Shell We C: Building Terminals

Explore the journey of building a powerful C-based shell, from process handling to executing commands with piping.

Shell We C: Building Terminals

This project was created as part of the operating systems course at UW Madison. My sincere thanks to Professor Oliphant for overseeing this project. This was one of my most challenging undertakings and one which really accelerated my understanding of large scale C projects.

Program Specifications

We know it will be hard. We also expect it to be long.

Winston Churchill

The shell is very simple. It asks for input and then executes that command. We exit when we type in exit. The shell can run in interactive mode as well as batch mode. We also have the following built-in commands:

  • exit: simply call in exit
  • cd: takes 1 argument that changes the current working directory
  • jobs: prints the jobs running in the background
  • fg: used for moving processes into the foreground
  • bg used for moving processes into the background

We will also implement handlers for SIGINT (Ctrl+C) and the SIGTSTP (Ctrl+Z).
We allow user to launch background commands with the ampersand operator
sh> <cmd> <args...> &

We will support piping allowing chaining multiple programs to create a command with a complex behavior. Pipe is denoted as |.

Knowing where to start

The journey of a thousand miles begins with a single step

Before we move to implement the core features of our shell, we must create a process structure to store important metadata about the processes our shell is handling. We'll use a heap data structure (check out GeekForGeeks implementation here) to keep track of the free process IDs.

struct processMetadata {
    int id;
    int pgid;
    status stat;
    run_status run_stat;
    char pgm_args[COMMAND_LENGTH];
}
struct processList {
    struct Heap* freeIDs;
    int n_procs;
    struct processMetadata procs[MAX_BACKGROUND_PROCESSES];
}

Lets discuss the constituents of processMetadata

  • id: stores the id of the process
  • pgid: when commands are chained together via piping, they have the same "process group id".
  • stat: whether the process is running in the foreground or background
  • run_stat: whether the process is running or paused

Coming to the processList we have:

  • freeIDs: a min heap containing the ids available. Our shell supports upto a maximum of 256 processes in the background and freeIDs range between 0 to 255.
  • n_procs: number of active processes in the processList
  • procs: array containing metadata information about the processes on the shell

Next we need to create functions to initialize, add, search and remove from the process list. We won't delve into the details but the file describing the implementation is given below.

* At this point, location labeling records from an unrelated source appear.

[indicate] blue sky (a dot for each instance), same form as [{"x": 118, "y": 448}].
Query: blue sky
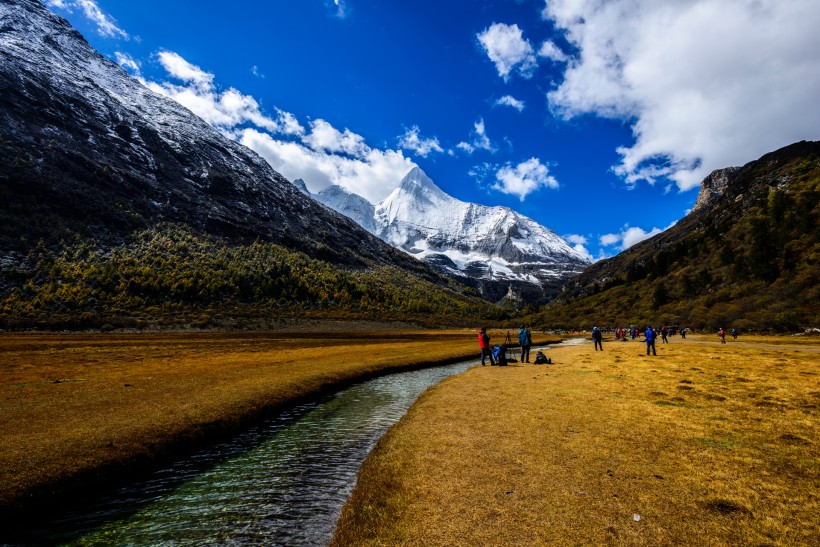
[{"x": 597, "y": 119}]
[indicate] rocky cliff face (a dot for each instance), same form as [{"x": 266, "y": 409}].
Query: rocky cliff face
[
  {"x": 88, "y": 151},
  {"x": 713, "y": 187}
]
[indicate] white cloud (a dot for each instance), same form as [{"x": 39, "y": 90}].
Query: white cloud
[
  {"x": 480, "y": 140},
  {"x": 506, "y": 47},
  {"x": 552, "y": 52},
  {"x": 373, "y": 175},
  {"x": 509, "y": 100},
  {"x": 127, "y": 62},
  {"x": 322, "y": 156},
  {"x": 412, "y": 140},
  {"x": 181, "y": 69},
  {"x": 705, "y": 83},
  {"x": 629, "y": 236},
  {"x": 524, "y": 178},
  {"x": 341, "y": 8},
  {"x": 610, "y": 239},
  {"x": 579, "y": 243},
  {"x": 106, "y": 26},
  {"x": 225, "y": 110},
  {"x": 325, "y": 137}
]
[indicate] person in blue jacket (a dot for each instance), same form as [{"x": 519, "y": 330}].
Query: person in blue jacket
[
  {"x": 525, "y": 341},
  {"x": 650, "y": 336}
]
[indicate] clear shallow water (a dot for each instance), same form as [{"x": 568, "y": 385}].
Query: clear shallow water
[{"x": 281, "y": 483}]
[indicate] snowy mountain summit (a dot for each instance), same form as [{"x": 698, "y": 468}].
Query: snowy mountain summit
[{"x": 502, "y": 252}]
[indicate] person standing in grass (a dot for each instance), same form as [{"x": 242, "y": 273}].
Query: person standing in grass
[
  {"x": 484, "y": 344},
  {"x": 649, "y": 335},
  {"x": 598, "y": 338},
  {"x": 525, "y": 341}
]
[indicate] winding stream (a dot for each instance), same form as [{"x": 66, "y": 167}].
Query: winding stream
[{"x": 281, "y": 483}]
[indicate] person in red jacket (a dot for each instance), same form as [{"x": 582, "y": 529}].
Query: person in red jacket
[{"x": 484, "y": 344}]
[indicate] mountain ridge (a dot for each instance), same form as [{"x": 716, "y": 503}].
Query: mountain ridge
[
  {"x": 745, "y": 256},
  {"x": 95, "y": 167}
]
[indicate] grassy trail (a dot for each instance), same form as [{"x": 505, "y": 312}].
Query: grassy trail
[{"x": 705, "y": 444}]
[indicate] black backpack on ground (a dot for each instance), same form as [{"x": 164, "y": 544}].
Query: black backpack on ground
[{"x": 541, "y": 359}]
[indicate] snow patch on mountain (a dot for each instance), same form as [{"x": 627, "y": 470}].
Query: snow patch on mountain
[{"x": 493, "y": 243}]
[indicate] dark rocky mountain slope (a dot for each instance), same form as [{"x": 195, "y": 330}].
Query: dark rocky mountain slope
[
  {"x": 747, "y": 255},
  {"x": 90, "y": 157}
]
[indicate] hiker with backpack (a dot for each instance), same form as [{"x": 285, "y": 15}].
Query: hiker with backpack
[
  {"x": 484, "y": 344},
  {"x": 649, "y": 336},
  {"x": 598, "y": 338}
]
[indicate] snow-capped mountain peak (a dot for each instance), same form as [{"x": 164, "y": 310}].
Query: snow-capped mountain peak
[{"x": 489, "y": 245}]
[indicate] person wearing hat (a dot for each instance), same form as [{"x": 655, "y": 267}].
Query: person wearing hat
[
  {"x": 484, "y": 344},
  {"x": 525, "y": 341}
]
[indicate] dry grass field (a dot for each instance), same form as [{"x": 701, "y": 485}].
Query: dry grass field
[
  {"x": 705, "y": 444},
  {"x": 78, "y": 410}
]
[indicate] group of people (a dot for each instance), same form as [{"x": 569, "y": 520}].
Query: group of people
[
  {"x": 722, "y": 335},
  {"x": 650, "y": 335},
  {"x": 524, "y": 341}
]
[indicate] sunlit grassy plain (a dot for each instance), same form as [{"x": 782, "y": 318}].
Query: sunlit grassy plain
[
  {"x": 76, "y": 410},
  {"x": 705, "y": 444}
]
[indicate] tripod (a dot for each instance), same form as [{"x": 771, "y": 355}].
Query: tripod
[{"x": 508, "y": 343}]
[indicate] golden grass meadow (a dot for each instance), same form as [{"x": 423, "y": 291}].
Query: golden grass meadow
[
  {"x": 80, "y": 410},
  {"x": 705, "y": 444}
]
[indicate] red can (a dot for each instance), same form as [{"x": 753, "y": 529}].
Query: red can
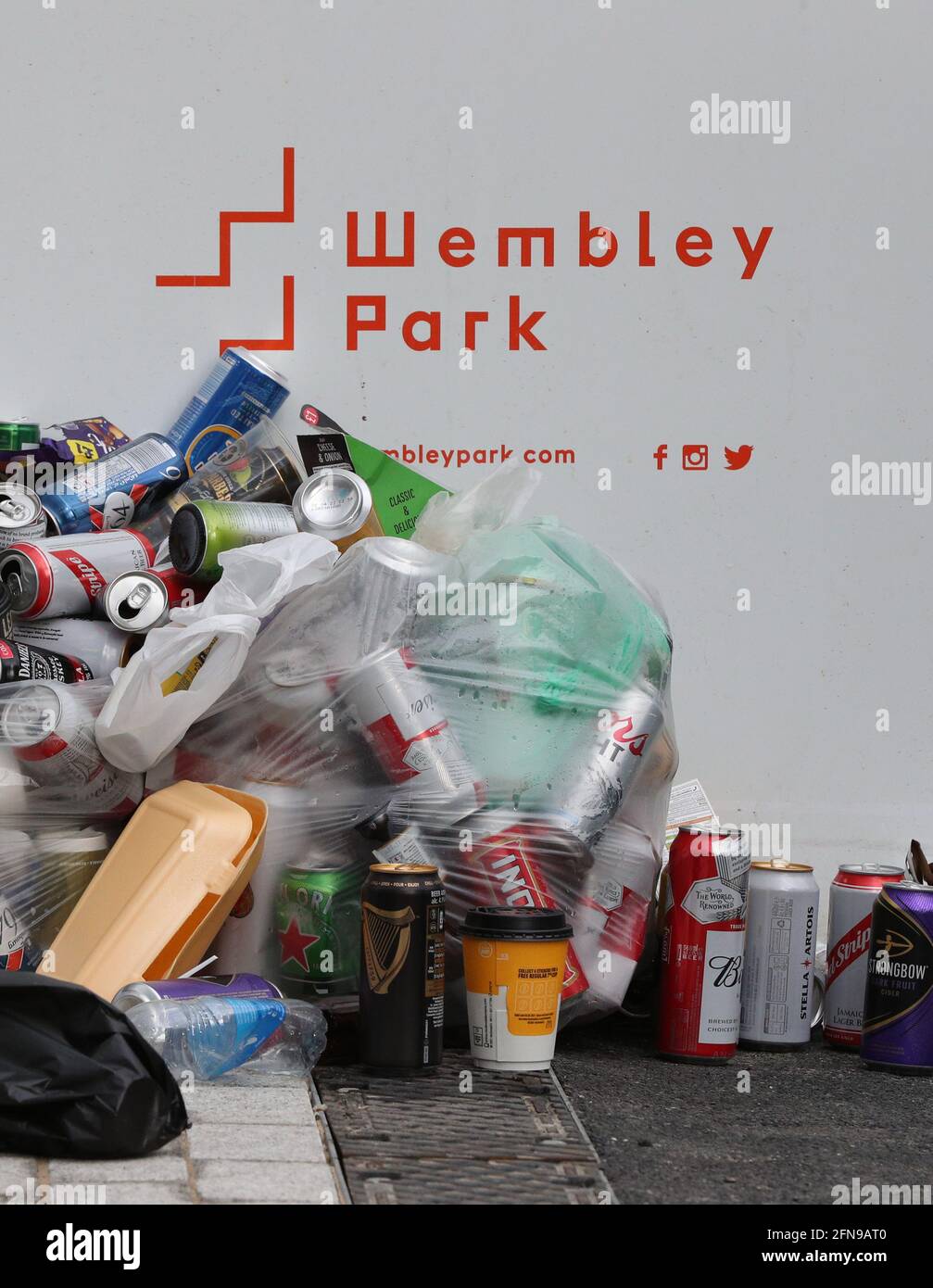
[
  {"x": 702, "y": 899},
  {"x": 852, "y": 897}
]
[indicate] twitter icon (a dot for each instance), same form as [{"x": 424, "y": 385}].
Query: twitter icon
[{"x": 736, "y": 459}]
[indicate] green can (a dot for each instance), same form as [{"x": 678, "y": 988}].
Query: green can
[
  {"x": 203, "y": 529},
  {"x": 317, "y": 925}
]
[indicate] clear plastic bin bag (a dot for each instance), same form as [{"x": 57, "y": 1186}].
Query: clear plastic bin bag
[{"x": 500, "y": 710}]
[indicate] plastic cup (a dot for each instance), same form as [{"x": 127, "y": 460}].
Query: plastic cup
[{"x": 513, "y": 964}]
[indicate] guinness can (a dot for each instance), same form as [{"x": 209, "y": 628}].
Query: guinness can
[
  {"x": 897, "y": 1029},
  {"x": 401, "y": 968}
]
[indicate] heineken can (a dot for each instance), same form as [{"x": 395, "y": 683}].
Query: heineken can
[
  {"x": 319, "y": 928},
  {"x": 203, "y": 529}
]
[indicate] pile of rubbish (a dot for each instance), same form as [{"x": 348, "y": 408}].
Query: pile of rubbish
[{"x": 260, "y": 688}]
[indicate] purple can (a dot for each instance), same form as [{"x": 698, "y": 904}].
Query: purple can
[
  {"x": 897, "y": 1029},
  {"x": 196, "y": 986}
]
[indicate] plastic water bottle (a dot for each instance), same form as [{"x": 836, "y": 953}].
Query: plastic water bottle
[{"x": 207, "y": 1037}]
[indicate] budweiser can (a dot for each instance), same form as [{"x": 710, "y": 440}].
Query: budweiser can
[
  {"x": 778, "y": 980},
  {"x": 517, "y": 863},
  {"x": 63, "y": 576},
  {"x": 139, "y": 600},
  {"x": 702, "y": 944},
  {"x": 50, "y": 729},
  {"x": 401, "y": 716},
  {"x": 852, "y": 895}
]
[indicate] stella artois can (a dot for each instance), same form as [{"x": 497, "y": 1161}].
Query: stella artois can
[
  {"x": 852, "y": 895},
  {"x": 702, "y": 944}
]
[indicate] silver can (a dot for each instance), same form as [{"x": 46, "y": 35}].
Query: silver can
[
  {"x": 50, "y": 729},
  {"x": 22, "y": 517},
  {"x": 780, "y": 990},
  {"x": 852, "y": 897}
]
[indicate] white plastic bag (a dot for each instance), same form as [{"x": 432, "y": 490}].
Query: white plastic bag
[{"x": 184, "y": 667}]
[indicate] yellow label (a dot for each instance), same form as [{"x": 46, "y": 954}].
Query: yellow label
[
  {"x": 183, "y": 679},
  {"x": 531, "y": 973}
]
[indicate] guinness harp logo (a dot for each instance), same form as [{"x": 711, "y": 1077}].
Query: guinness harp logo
[{"x": 386, "y": 938}]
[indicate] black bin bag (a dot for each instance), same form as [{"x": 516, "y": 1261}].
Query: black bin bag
[{"x": 76, "y": 1080}]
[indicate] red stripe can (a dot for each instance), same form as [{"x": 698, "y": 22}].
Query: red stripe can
[
  {"x": 702, "y": 901},
  {"x": 852, "y": 897},
  {"x": 63, "y": 576}
]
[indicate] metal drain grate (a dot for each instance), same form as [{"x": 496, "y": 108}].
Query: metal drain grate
[{"x": 445, "y": 1138}]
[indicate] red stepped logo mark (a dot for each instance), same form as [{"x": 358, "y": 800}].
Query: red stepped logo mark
[{"x": 286, "y": 215}]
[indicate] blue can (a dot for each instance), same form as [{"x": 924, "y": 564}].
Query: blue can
[
  {"x": 107, "y": 494},
  {"x": 239, "y": 390}
]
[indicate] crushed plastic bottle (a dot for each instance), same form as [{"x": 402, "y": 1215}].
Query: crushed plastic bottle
[{"x": 207, "y": 1037}]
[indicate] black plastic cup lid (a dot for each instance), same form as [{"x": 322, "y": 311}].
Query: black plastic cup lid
[{"x": 517, "y": 924}]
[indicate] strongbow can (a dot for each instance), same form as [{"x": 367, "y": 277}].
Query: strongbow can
[
  {"x": 778, "y": 979},
  {"x": 317, "y": 928},
  {"x": 513, "y": 965},
  {"x": 63, "y": 576},
  {"x": 897, "y": 1033},
  {"x": 401, "y": 970},
  {"x": 852, "y": 897},
  {"x": 336, "y": 504},
  {"x": 239, "y": 389},
  {"x": 106, "y": 494},
  {"x": 194, "y": 986},
  {"x": 702, "y": 944}
]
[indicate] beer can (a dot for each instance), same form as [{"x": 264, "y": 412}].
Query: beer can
[
  {"x": 897, "y": 1030},
  {"x": 778, "y": 983},
  {"x": 106, "y": 494},
  {"x": 852, "y": 897},
  {"x": 402, "y": 967},
  {"x": 240, "y": 473},
  {"x": 98, "y": 646},
  {"x": 26, "y": 663},
  {"x": 237, "y": 390},
  {"x": 516, "y": 862},
  {"x": 63, "y": 576},
  {"x": 402, "y": 720},
  {"x": 20, "y": 515},
  {"x": 589, "y": 792},
  {"x": 138, "y": 601},
  {"x": 194, "y": 986},
  {"x": 203, "y": 529},
  {"x": 50, "y": 729},
  {"x": 702, "y": 944},
  {"x": 317, "y": 928},
  {"x": 336, "y": 504}
]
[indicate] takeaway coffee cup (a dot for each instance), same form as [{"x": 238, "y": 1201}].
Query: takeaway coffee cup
[{"x": 514, "y": 964}]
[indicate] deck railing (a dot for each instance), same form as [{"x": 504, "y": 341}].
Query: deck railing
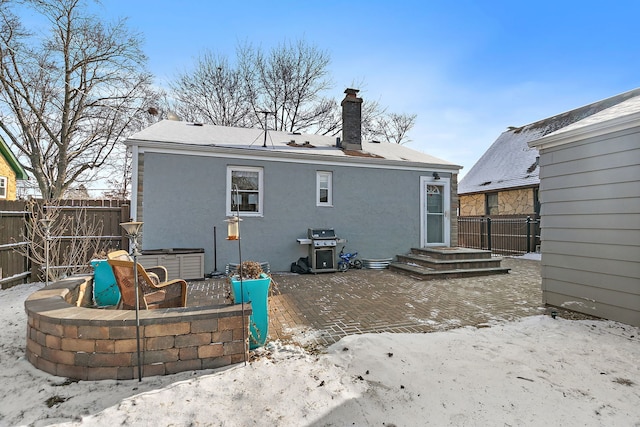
[{"x": 505, "y": 235}]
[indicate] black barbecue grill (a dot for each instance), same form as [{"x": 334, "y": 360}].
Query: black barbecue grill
[{"x": 322, "y": 250}]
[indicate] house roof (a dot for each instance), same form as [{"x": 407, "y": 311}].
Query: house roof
[
  {"x": 170, "y": 134},
  {"x": 6, "y": 152},
  {"x": 619, "y": 117},
  {"x": 511, "y": 161}
]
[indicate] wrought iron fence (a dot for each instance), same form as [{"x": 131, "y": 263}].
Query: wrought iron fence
[{"x": 505, "y": 235}]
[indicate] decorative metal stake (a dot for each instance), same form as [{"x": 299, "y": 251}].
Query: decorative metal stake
[
  {"x": 233, "y": 233},
  {"x": 132, "y": 229},
  {"x": 46, "y": 225}
]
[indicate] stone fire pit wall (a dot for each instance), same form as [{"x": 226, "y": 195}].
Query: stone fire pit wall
[{"x": 67, "y": 339}]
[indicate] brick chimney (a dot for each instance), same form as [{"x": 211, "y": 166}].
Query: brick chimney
[{"x": 351, "y": 120}]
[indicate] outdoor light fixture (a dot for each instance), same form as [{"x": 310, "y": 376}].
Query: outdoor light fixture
[
  {"x": 46, "y": 225},
  {"x": 132, "y": 229}
]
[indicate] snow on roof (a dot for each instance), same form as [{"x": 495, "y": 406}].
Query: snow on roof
[
  {"x": 625, "y": 108},
  {"x": 176, "y": 132},
  {"x": 510, "y": 163}
]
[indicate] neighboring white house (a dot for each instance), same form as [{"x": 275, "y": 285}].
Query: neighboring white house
[
  {"x": 590, "y": 196},
  {"x": 383, "y": 198}
]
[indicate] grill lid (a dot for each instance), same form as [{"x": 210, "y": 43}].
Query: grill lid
[{"x": 322, "y": 233}]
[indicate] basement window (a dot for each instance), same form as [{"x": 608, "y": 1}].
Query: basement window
[{"x": 491, "y": 204}]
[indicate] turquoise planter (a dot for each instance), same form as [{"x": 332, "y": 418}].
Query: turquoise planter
[
  {"x": 255, "y": 291},
  {"x": 105, "y": 289}
]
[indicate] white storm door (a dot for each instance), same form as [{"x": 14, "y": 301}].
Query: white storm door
[{"x": 435, "y": 211}]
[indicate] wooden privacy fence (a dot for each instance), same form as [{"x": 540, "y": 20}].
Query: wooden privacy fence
[
  {"x": 15, "y": 216},
  {"x": 505, "y": 234}
]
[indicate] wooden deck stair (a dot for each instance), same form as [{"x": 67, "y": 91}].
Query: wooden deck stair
[{"x": 446, "y": 263}]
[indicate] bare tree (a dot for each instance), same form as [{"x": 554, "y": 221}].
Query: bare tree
[
  {"x": 73, "y": 239},
  {"x": 288, "y": 82},
  {"x": 393, "y": 127},
  {"x": 213, "y": 93},
  {"x": 67, "y": 100}
]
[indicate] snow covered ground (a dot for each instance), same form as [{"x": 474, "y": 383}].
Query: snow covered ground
[{"x": 537, "y": 371}]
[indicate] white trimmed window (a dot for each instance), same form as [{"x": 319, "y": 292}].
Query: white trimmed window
[
  {"x": 249, "y": 197},
  {"x": 3, "y": 187},
  {"x": 324, "y": 188}
]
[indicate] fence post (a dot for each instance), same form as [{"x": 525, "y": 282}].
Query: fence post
[{"x": 528, "y": 234}]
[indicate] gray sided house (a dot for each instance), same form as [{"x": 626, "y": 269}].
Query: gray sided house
[
  {"x": 383, "y": 198},
  {"x": 590, "y": 195}
]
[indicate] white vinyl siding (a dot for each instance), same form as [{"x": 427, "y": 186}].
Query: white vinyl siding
[{"x": 590, "y": 194}]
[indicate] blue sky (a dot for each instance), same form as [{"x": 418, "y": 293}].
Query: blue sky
[{"x": 468, "y": 69}]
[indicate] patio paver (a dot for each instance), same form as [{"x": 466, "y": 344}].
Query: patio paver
[{"x": 318, "y": 310}]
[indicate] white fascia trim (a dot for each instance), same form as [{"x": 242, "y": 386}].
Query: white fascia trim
[
  {"x": 590, "y": 131},
  {"x": 241, "y": 154}
]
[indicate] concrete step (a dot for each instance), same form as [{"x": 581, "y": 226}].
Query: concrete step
[
  {"x": 425, "y": 273},
  {"x": 448, "y": 264},
  {"x": 447, "y": 253}
]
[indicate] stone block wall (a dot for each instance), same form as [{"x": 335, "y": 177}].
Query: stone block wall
[{"x": 94, "y": 344}]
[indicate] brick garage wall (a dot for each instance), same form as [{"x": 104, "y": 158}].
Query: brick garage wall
[
  {"x": 472, "y": 205},
  {"x": 95, "y": 344},
  {"x": 516, "y": 202}
]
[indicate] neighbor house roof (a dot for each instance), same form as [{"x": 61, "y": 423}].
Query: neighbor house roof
[
  {"x": 511, "y": 163},
  {"x": 170, "y": 134},
  {"x": 6, "y": 152}
]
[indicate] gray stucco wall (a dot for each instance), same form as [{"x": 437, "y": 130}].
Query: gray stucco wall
[
  {"x": 376, "y": 210},
  {"x": 590, "y": 193}
]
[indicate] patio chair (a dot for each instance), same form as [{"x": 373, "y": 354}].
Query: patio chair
[
  {"x": 161, "y": 295},
  {"x": 158, "y": 273}
]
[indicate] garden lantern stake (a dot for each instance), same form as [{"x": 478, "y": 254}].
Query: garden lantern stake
[
  {"x": 132, "y": 229},
  {"x": 233, "y": 233},
  {"x": 46, "y": 225}
]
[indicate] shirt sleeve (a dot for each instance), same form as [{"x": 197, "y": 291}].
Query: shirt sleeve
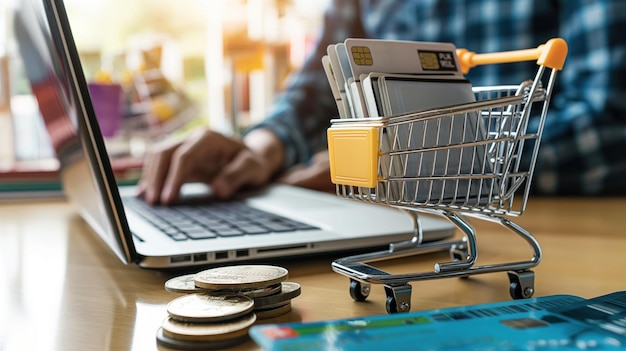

We now have the processList struct down, we can then move to read the user arguments. Based on this, we'll execute in interactive mode or batch mode. While the basic structure of the code in both remains more or less the same, interactive mode runs in an infinite loop and the batch mode reads lines from a file and executes them.

Built-in Commands

Whilst we yearn for binaries to grace each command, there be those we must, from the very earth, weave into code. Thus do we impart our own flourish upon the script of our shell.

We now need to define and store the built-in commands into a global list. We'll be checking against a global list when we execute commands allowing us to seamlessly add more built-in commands (create a command that allows us to modify this built-in command list!).

We'll now discuss the built-ins in slightly more detail below and leave the implementation details in the ensuing file.

  • exit: One liner really - exit(0)
  • cd: changes our current working directory (surprise surprise!). simply uses chdir to achieve this
  • jobs: iterate through the process list we defined above (and initialised on start up) and print the process ids and the command input
  • fg: move a process to the foreground. if the user passes a process id, use that. otherwise use the max id* in the process list. Use the kill function to resume the function and the waitpid with the WUNTRACED flag to wait till the process exits.
  • bg: move a process to the background. The same as foreground except we'll use waitpid with the WNOHANG flag to simply fall through. We will get a SIGCHLD when we finish the background task

*most likely the most recent process albeit a few caveats hidden in the implementation. we should be able to identify this with a reading

The Signal Handlers

A key feature of our shell is an ability to respond to keystrokes for terminating and pausing as well as receiving a few background signals. We'll go over a high level overview of the various signals our shell needs to handle:

  • SIGCHLD: This signal is sent to a parent process whenever one of its child processes terminates or stops. Now we'd like to handle this signal so that we can remove processes that were running in the background from the process list
  • SIGTSTP: The SIGTSTP signal is an interactive stop signal. We "pause" the process on receiving this signal and add it to our process list. And put it in the background.
  • SIGINT: The SIGINT signal is an interactive interrupt signal. We terminate the process on receiving this signal and remove it from our process list.
  • SIGTTIN: A process cannot read from the user’s terminal while it is running as a background job. When any process in a background job tries to read from the terminal, all of the processes in the job are sent a SIGTTIN signal. We typically disable this before forking and set it to the default behavior once we're done.
  • SIGTTOU: This is similar to SIGTTIN, but is generated when a process in a background job attempts to write to the terminal or set its modes. Again, the default action is to stop the process. Handle this similar to SIGTTIN.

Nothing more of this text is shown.